No caso dos serviços de take away mantêm-se as regras em vigor, com a diferença de a refeição ser taxada a 13%. Como se trata de uma “transmissão de bens” e não de uma “prestação de serviços”, o IVA aplicado aos produtos sempre foi diferente. Por exemplo, um néctar que é vendido para consumo fora do restaurante tem IVA a 6%; se for consumido dentro a taxa dispara para os 23%.
Esta diferença – com impacto nos preços ao consumidor – é muito criticada por Nuno Carvalho, director-geral da Padaria Portuguesa, que também aponta o dedo à legislação “pouco clara” e com “definições incongruentes e sem sentido”. “O sumo natural e o néctar têm taxa de 23% quando consumidos no estabelecimento, mas tem 6% quando consumido para fora. A que propósito?!”, dispara. “A cerveja para fora tem IVA a 13% e o vinho para fora 23%. A que propósito?!”, continua.
Nuno Carvalho diz que estes são exemplos que mostram “uma tremenda falta de consistência que tornam a gestão da operação no dia-a-dia mais complexa (por exemplo, a gestão de inventário e análise de rentabilidade do negócio) e complicam a vida aos consumidores”. “Quem toma estas decisões está muito longe da realidade dos negócios e do consumidor, que é realmente lamentável e inaceitável”, desabafa.
Com a reposição nos 13%, o executivo de António Costa assume a perda de receitas fiscais, que espera compensar com a criação de emprego no sector. Em declarações anteriores ao PÚBLICO, o ministro da Economia, Manuel Caldeira Cabral, afirmou que caso o impacto esperado não se concretize, "isso terá de ser estudado". "Enquanto ministro que tutela o consumidor e a concorrência, se visse que esta medida se revelava apenas no aumento das margens, ficava preocupado", disse.
Em 2017, o primeiro-ministro comprometeu-se a alargar os 13% a todos os serviços prestados pela restauração, o que fará subir o valor total da perda de receita fiscal.
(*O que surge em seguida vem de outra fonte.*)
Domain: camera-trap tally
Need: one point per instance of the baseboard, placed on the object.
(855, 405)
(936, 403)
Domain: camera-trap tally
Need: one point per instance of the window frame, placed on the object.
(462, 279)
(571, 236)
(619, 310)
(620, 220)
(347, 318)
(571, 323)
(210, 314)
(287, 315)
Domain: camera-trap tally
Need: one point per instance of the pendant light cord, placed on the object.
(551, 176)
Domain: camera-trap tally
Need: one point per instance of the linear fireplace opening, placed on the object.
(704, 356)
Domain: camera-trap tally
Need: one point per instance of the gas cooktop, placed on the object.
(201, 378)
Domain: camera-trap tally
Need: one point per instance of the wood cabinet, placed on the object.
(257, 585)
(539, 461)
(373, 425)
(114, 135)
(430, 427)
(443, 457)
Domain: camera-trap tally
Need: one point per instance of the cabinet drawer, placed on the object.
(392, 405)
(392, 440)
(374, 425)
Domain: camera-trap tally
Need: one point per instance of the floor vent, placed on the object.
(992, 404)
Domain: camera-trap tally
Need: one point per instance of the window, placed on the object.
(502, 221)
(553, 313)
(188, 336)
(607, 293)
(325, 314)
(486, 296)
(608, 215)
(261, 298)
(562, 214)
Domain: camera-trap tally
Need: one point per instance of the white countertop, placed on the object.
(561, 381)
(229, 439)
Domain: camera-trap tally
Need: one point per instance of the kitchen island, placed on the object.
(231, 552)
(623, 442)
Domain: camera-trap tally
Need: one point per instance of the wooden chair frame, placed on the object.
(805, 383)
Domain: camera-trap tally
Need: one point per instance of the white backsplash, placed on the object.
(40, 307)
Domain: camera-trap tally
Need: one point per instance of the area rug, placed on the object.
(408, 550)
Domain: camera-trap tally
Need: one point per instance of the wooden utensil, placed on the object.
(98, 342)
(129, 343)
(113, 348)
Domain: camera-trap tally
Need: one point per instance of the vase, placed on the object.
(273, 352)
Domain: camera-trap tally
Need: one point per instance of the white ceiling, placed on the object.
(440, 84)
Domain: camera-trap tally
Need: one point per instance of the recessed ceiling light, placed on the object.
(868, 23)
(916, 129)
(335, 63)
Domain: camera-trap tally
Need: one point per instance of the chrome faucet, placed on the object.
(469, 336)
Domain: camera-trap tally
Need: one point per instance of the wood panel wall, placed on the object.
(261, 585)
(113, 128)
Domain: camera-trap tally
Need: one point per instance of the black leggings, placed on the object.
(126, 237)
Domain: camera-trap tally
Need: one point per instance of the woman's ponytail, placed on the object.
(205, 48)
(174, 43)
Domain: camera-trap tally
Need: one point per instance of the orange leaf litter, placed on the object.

O Governo contabilizou, para os seis meses deste ano, uma perda de 175 milhões de euros. Replicando este valor para um ano completo, serão cerca de 350 milhões a menos nos cofres do Estado.
Os impactos no emprego vão começar a ser medidos a partir de agora, através de um grupo de trabalho onde está a Ahresp e vários ministérios, como a Segurança Social ou a Economia. “As empresas podem começar a usufruir desta medida por que todos ansiávamos depois de quatro anos desta luta”, diz Pedro Carvalho.
A reposição do imposto começou a ser aplicado à meia-noite. Se o pedido do cliente tiver sido feito antes, cobra-se na mesma os 13% se a conta for paga (e a factura emitida) a partir dessa hora.